BEIJING –The Great Firewall of China has helped the government block websites from the Falun Gong to Twitter for years in the world’s most censored Internet market. He Xin recently discovered how to bypass the restrictions.

“I climbed over the wall,” said He, an electrical technology major at China’s Yanshan University in Qinhuangdao. “Very few of my classmates and friends can climb over the wall, so I can’t add them as friends on Facebook yet.”

He uses UltraReach Internet Corp.’s free Ultrasurf, one of the growing number of Virtual Private Network services used in the world’s biggest Internet market to circumvent censors.

Facebook users in China, blocked in the country since 2009, have more than doubled in the past month to exceed 700,000 after Chief Executive Officer Mark Zuckerberg visited the country, according to data compiled by Socialbakers.com, a site dedicated to analyzing Facebook statistics.

“The number will probably double over next six months,” said Jim Tang, a Shanghai-based analyst at Shenyin Wanguo Securities, who covers Chinese Internet companies including Tencent Holdings. “With the visit of their CEO to China, he probably got them more exposure.”

Even with the exponential growth, the number of Facebook users in China will be minuscule relative to the nation’s 457 million Internet users, the world’s largest, Tang said.

While VPNs are mainly used by companies to give employees secured access to corporate networks, they can also allow individuals to surf the Internet anonymously because the services employ private “proxy” servers that encrypt data.

“Proxy servers are a key technology that is at the center of how the Internet works, so it can’t simply be indiscriminately banned,” said Alvin Chan, who teaches computing at the Polytechnic University of Hong Kong.

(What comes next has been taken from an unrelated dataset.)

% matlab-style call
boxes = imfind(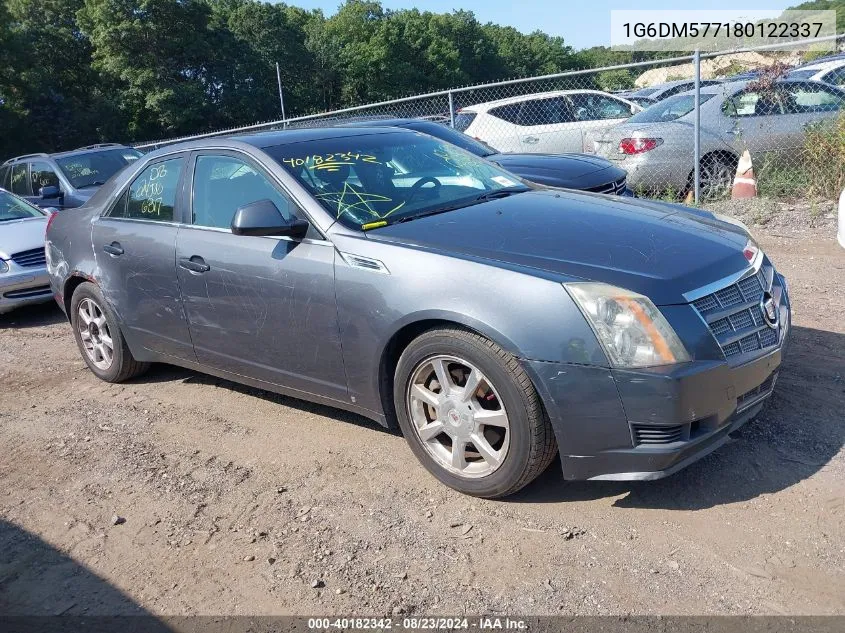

The way the technology is being used to circumvent Web censors is an “unintended offshoot,” he said.

For example, a Chinese user seeking to access Facebook would first start an encrypted connection with a VPN service, which would then get on the social-networking website.

To Internet-service providers such as China Telecom, that connection would only show the user as having logged on to the VPN server, not Facebook’s.

The process also works in reverse, enabling VPN users outside of the United States to watch geographically restricted services such as Hulu’s online videos.

AnchorFree Inc., a Mountain View, Calif.-based startup, said it saw 1.5 million people using its free VPN service in China during January, a 25 percent increase from the previous month.

“There’s general growth in demand for getting onto Facebook and other social media sites everywhere,” said David Gorodyansky, chief executive officer of AnchorFree.

China, which bans pornography, gambling and content critical of the ruling Communist Party, blocks websites including Facebook, Twitter and YouTube, which don’t follow the nation’s self-censorship rules. Google pulled its search engine out of China last year after deciding it would stop censoring its content.

Wang Lijian, a spokesman for China’s Ministry of Industry and Information Technology, declined to comment on the country’s Internet censorship policies.